Беда военной медицины Империи, да пожалуй, и всех стран этой вселенной, происходила из долгого мира и относительного достатка. Девятнадцатый век стал эпохой непрерывной, безжалостной схватки, то выпускающей из цепких лап страны и народы, то снова затягивающей обратно. Финальным аккордом битвы, казавшейся бесконечной, стала Мировая война 1870-х, подорвавшая могущество Британии, возвысившая Североамериканскую Конфедерацию и Объединенную Германию. Свирепая бойня, поправшая все законы, человеческие и божеские, подвела великие державы к самому краю бездны, показав воочию крах цивилизации и закат культуры. Узрев эту тонкую грань, люди в ужасе отшатнулись, а индустриальная, тотальная война ушла в прошлое, став темой героических эпосов, книг и кинографических картин.
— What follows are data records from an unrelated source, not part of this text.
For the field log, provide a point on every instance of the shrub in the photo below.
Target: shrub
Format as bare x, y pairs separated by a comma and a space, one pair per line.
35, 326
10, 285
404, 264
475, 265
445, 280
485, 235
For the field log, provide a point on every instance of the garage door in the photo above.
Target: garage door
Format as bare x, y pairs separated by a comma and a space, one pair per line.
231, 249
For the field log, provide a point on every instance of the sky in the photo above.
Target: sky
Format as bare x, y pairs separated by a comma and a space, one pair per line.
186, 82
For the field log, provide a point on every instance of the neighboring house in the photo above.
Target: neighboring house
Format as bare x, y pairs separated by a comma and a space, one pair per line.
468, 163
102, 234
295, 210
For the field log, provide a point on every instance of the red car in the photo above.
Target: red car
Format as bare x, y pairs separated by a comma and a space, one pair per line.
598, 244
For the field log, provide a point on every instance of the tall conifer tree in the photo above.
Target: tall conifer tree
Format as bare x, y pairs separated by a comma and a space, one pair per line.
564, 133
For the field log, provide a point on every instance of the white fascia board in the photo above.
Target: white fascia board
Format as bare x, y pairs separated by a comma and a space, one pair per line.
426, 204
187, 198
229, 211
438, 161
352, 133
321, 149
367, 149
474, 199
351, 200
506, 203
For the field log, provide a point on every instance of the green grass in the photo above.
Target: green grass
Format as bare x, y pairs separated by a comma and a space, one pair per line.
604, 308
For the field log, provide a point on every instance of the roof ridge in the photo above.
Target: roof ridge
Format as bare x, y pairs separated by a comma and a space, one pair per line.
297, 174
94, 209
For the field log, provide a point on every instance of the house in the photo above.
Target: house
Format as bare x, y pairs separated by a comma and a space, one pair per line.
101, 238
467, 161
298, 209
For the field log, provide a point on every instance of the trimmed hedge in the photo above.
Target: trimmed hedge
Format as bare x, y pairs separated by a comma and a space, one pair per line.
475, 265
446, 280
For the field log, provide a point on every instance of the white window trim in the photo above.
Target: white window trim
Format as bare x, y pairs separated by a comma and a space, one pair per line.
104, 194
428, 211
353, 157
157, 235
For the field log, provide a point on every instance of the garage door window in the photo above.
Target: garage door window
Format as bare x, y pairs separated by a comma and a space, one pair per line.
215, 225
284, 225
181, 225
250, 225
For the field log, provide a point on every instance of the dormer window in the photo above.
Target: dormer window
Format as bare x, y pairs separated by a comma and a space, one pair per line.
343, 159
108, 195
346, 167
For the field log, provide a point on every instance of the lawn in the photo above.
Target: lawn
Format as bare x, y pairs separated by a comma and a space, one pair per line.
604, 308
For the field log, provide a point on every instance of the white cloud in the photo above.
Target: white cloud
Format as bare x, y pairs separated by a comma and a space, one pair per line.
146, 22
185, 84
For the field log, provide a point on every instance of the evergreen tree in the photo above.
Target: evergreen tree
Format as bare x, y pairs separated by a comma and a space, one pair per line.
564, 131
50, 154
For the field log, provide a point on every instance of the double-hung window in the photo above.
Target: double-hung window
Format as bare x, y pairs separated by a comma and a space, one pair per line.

Практическим следствием этого переворота для военной медицины стал длительный застой, медленное развитие под сенью заветов легендарного Пирогова. Какие бы конфликты не бушевали между большими игроками на мировой шахматной доске, в них никогда не было столько раненых, с которыми не могли бы справиться удобные, тщательно оборудованные операционные, принимающие и своих, и вражеских бойцов.
В итоге, в августе уходящего года, на тщательно взращенную, утонченную и хрупкую систему элитарной помощи обрушилась всей чудовищной тушей грязная, кровавая, скрежещущая шестеренками мясорубка индустриальной войны, войны беспощадной и тотальной. Немногочисленные профессионалы, которые десятилетиями постигали таинства исцеления раненых, в одночасье оказались приставлены к настоящему конвейеру смерти, беспрерывно забрасывающего их многими тысяч раненых и умирающих. Доведенная до совершенства система девятнадцатого века столкнулась с отлаженной военной машиной середины века двадцатого и сломалась.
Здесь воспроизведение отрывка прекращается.